Described as a beacon, meeting point, and way finder, Vaka ‘A Hina will be a new point of reference in a refreshed part of the city. It provides another opportunity to connect with the community and to celebrate cultural differences. The sculpture will have a tall, resolute, continuous presence during day and night. A lighting scheme created by GHD, and Philips Lighting, will further enhance Vaka ‘A Hina’s stature. A spectrum of colours is available providing the ability to customise illumination for special occasions; from green for St Patrick’s Day to pink for Breast Cancer awareness.
SCAPE Public Art Executive Director Deborah McCormick says that Vaka ‘A Hina’s combination of Pacific Island culture and striking geometry embodies the uniqueness of all the different people who make up a community.
“Public art has the power to reflect our city’s true identity and developing narrative. At this time when harmony, respect, compassion, and understanding have the power to provide resilience, Vaka ‘A Hina becomes more than a visual cue of cultural diversity – it is an opportunity for sharing, questioning, learning, understanding, and change.”
Ancient Tongan and Moana Oceania (Pacific) folklore provide the background story for Vaka ‘A Hina, which translates to English as ‘Vessel of Hina’. Hina is a Tongan goddess who lives on the moon above the langi (sky) in vāvā (outer space) and travels frequently back and forth to maama (Earth).

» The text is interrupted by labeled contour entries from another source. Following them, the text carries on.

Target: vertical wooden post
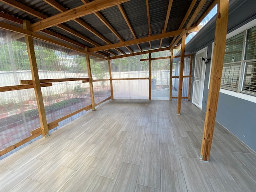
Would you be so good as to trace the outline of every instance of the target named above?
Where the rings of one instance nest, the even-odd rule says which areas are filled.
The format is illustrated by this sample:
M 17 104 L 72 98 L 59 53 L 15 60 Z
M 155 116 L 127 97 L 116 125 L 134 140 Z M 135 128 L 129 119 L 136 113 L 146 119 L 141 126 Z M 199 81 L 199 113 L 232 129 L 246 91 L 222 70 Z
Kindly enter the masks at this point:
M 110 81 L 110 90 L 111 92 L 111 99 L 114 99 L 114 91 L 113 91 L 113 82 L 112 82 L 112 74 L 111 73 L 111 61 L 108 60 L 108 70 L 109 71 L 109 78 Z
M 171 50 L 171 58 L 170 59 L 170 86 L 169 88 L 169 98 L 172 100 L 172 62 L 173 61 L 173 50 Z
M 148 54 L 149 55 L 149 100 L 151 100 L 151 52 L 150 52 Z
M 210 160 L 224 60 L 228 15 L 228 0 L 218 2 L 212 70 L 201 148 L 200 158 L 205 161 Z
M 190 54 L 190 66 L 189 68 L 189 82 L 188 83 L 188 100 L 190 100 L 191 92 L 191 79 L 192 78 L 192 63 L 193 61 L 193 54 Z
M 186 34 L 182 36 L 181 40 L 181 52 L 180 53 L 180 76 L 179 77 L 179 90 L 178 93 L 178 105 L 177 114 L 180 114 L 181 109 L 181 97 L 182 92 L 182 83 L 183 81 L 183 70 L 184 69 L 184 59 L 185 58 L 185 42 Z
M 30 22 L 26 20 L 23 20 L 23 28 L 31 31 L 31 28 Z M 28 55 L 29 64 L 31 69 L 33 85 L 35 90 L 36 102 L 37 102 L 37 106 L 38 109 L 38 114 L 39 119 L 40 120 L 41 130 L 43 137 L 45 138 L 49 136 L 49 130 L 44 105 L 43 96 L 41 90 L 40 80 L 37 69 L 35 50 L 34 48 L 33 38 L 31 36 L 25 35 L 25 39 L 27 45 L 27 51 Z
M 85 48 L 86 50 L 88 51 L 88 48 Z M 86 54 L 86 63 L 87 64 L 87 70 L 88 71 L 88 77 L 89 77 L 89 83 L 90 84 L 90 92 L 91 94 L 91 100 L 92 100 L 92 109 L 95 110 L 95 101 L 94 100 L 94 93 L 93 92 L 93 83 L 92 82 L 92 71 L 91 70 L 91 64 L 90 62 L 90 55 Z

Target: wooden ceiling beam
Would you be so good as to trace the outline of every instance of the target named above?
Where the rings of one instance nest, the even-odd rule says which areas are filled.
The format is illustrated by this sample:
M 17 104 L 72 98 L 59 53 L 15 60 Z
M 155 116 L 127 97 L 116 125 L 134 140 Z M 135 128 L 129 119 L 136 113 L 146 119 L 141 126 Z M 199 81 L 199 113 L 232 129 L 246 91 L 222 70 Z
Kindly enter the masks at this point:
M 47 17 L 46 16 L 45 16 L 38 12 L 37 12 L 36 11 L 35 11 L 35 10 L 33 10 L 30 8 L 27 7 L 23 5 L 23 4 L 22 4 L 19 2 L 18 2 L 16 1 L 12 1 L 12 0 L 11 0 L 11 1 L 7 0 L 0 0 L 1 2 L 2 2 L 6 4 L 8 4 L 13 7 L 15 7 L 15 8 L 16 8 L 20 10 L 24 11 L 27 13 L 28 13 L 28 14 L 33 15 L 33 16 L 36 17 L 37 17 L 37 18 L 38 18 L 39 19 L 46 19 L 46 18 L 48 18 L 48 17 Z M 54 7 L 58 7 L 58 9 L 60 8 L 60 6 L 58 6 L 57 5 L 56 3 L 54 4 Z M 92 40 L 87 38 L 87 37 L 85 37 L 83 35 L 76 32 L 76 31 L 70 29 L 70 28 L 69 28 L 68 27 L 64 26 L 63 24 L 60 24 L 59 25 L 58 25 L 57 26 L 59 28 L 62 29 L 62 30 L 64 30 L 64 31 L 68 32 L 68 33 L 69 33 L 70 34 L 72 34 L 73 35 L 76 36 L 93 45 L 94 45 L 94 46 L 100 46 L 99 44 L 96 43 L 95 42 L 94 42 L 93 41 L 92 41 Z M 45 30 L 44 31 L 45 32 L 46 31 Z M 57 37 L 56 37 L 58 38 Z M 107 52 L 113 55 L 116 55 L 116 54 L 115 54 L 114 53 L 113 53 L 113 52 L 110 51 L 108 51 Z
M 8 21 L 13 22 L 16 24 L 19 24 L 20 25 L 23 24 L 23 22 L 22 20 L 8 15 L 6 13 L 3 13 L 2 12 L 0 12 L 0 17 Z
M 165 33 L 166 31 L 167 25 L 168 25 L 168 21 L 169 21 L 169 18 L 170 17 L 170 14 L 171 12 L 171 9 L 172 5 L 172 0 L 169 0 L 169 4 L 168 4 L 168 8 L 167 8 L 167 12 L 166 12 L 166 16 L 165 17 L 165 21 L 164 22 L 164 29 L 162 30 L 162 33 Z M 163 39 L 161 39 L 160 43 L 159 44 L 159 48 L 161 48 L 162 46 L 162 43 L 163 41 Z
M 90 2 L 90 1 L 88 0 L 81 0 L 82 2 L 83 2 L 84 4 L 87 4 Z M 111 32 L 112 32 L 115 36 L 121 42 L 124 42 L 124 40 L 118 34 L 117 32 L 114 28 L 110 25 L 109 22 L 103 16 L 98 12 L 96 12 L 94 13 L 94 14 L 100 20 L 100 21 L 103 23 L 103 24 L 105 25 L 106 26 L 108 29 L 109 29 Z M 129 47 L 126 46 L 125 47 L 128 50 L 129 50 L 131 52 L 133 53 L 133 51 Z M 125 54 L 125 53 L 124 52 L 124 54 Z
M 64 12 L 64 11 L 66 11 L 67 10 L 67 9 L 66 8 L 65 8 L 64 7 L 63 7 L 62 5 L 59 4 L 56 1 L 52 0 L 43 0 L 45 2 L 48 4 L 52 7 L 54 7 L 56 9 L 57 9 L 57 10 L 58 10 L 58 11 L 60 11 L 61 12 Z M 94 35 L 96 35 L 96 36 L 100 38 L 100 39 L 101 39 L 103 41 L 106 42 L 107 44 L 112 44 L 112 43 L 110 41 L 108 40 L 106 38 L 105 38 L 102 35 L 100 34 L 100 33 L 98 32 L 97 31 L 96 31 L 96 30 L 95 30 L 92 27 L 90 26 L 88 24 L 86 24 L 85 22 L 83 21 L 81 19 L 78 18 L 76 19 L 75 19 L 73 20 L 76 22 L 77 23 L 79 24 L 80 25 L 81 25 L 82 26 L 86 28 L 86 29 L 88 30 L 89 31 L 91 32 L 93 34 L 94 34 Z M 116 49 L 116 50 L 122 54 L 125 54 L 125 53 L 124 53 L 122 51 L 119 50 L 119 49 Z M 113 52 L 111 52 L 111 53 L 112 53 L 111 54 L 114 55 L 116 55 L 116 54 L 114 54 Z
M 184 26 L 184 24 L 185 24 L 185 22 L 187 20 L 187 19 L 188 19 L 188 16 L 189 16 L 189 15 L 191 12 L 191 11 L 192 11 L 192 10 L 193 10 L 193 8 L 194 8 L 194 6 L 196 4 L 196 1 L 197 0 L 193 0 L 193 1 L 192 1 L 192 2 L 191 3 L 191 4 L 190 4 L 190 5 L 189 6 L 188 9 L 187 11 L 187 12 L 186 15 L 185 15 L 184 18 L 183 18 L 183 20 L 182 20 L 182 21 L 181 22 L 180 25 L 180 27 L 179 27 L 179 29 L 181 29 L 182 28 L 182 27 L 183 27 L 183 26 Z M 173 43 L 174 42 L 174 41 L 176 39 L 176 38 L 177 38 L 177 36 L 175 36 L 173 38 L 172 40 L 172 42 L 170 44 L 169 46 L 170 46 L 173 45 Z M 174 45 L 174 46 L 175 46 L 175 45 Z
M 33 32 L 40 31 L 73 19 L 106 9 L 129 0 L 94 1 L 31 24 Z
M 180 29 L 176 31 L 161 33 L 160 34 L 158 34 L 157 35 L 155 35 L 152 36 L 130 40 L 124 42 L 120 42 L 119 43 L 116 43 L 111 45 L 107 45 L 100 47 L 94 47 L 90 48 L 89 51 L 90 52 L 94 52 L 95 51 L 99 51 L 107 49 L 113 49 L 118 47 L 124 47 L 137 44 L 144 43 L 151 41 L 154 41 L 155 40 L 158 40 L 161 38 L 163 39 L 164 38 L 179 35 L 182 33 L 183 31 L 183 30 Z M 196 27 L 189 28 L 188 30 L 187 30 L 187 32 L 192 32 L 197 31 L 198 31 L 198 28 Z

Vaka ‘A Hina can be imagined as the vessel she uses as transportation on these trips – it’s her vaka (canoe) – thus evoking ideas of travel, motion, and movement.
The sculptor, who has lived and worked in Christchurch, is an Auckland-based Tongan architect, lecturer, researcher, and a multimedia artist.
Potauaine explains the artwork and its setting in Christchurch.
Potauaine says that on an abstract level Vaka ‘A Hina points to the intersection or connection and separation of tā (time) and vā (space). In its physical form, the sculpture is made up of kupesi (complex geometric designs) that move in multidirectional and multidimensional ways.
“As a means of transportation, transformation, or projection, Vaka ‘A Hina gives a sense of flight and escape into the realm of vāvā away from the domain of vaha (seascape) on maama (Earth), where navigation as an art is conducted at their intersection or connection and separation,” he says.
Potauaine hopes the sculpture can become a point of unity in light of recent events in Christchurch.
“With the recent tragedy in the city, I do hope the presence of Vaka ‘A Hina as a way-finder offers relief to those who have been stricken and provides connection to those who have been separated.”
The sculpture is expected to be in place before the end of 2019.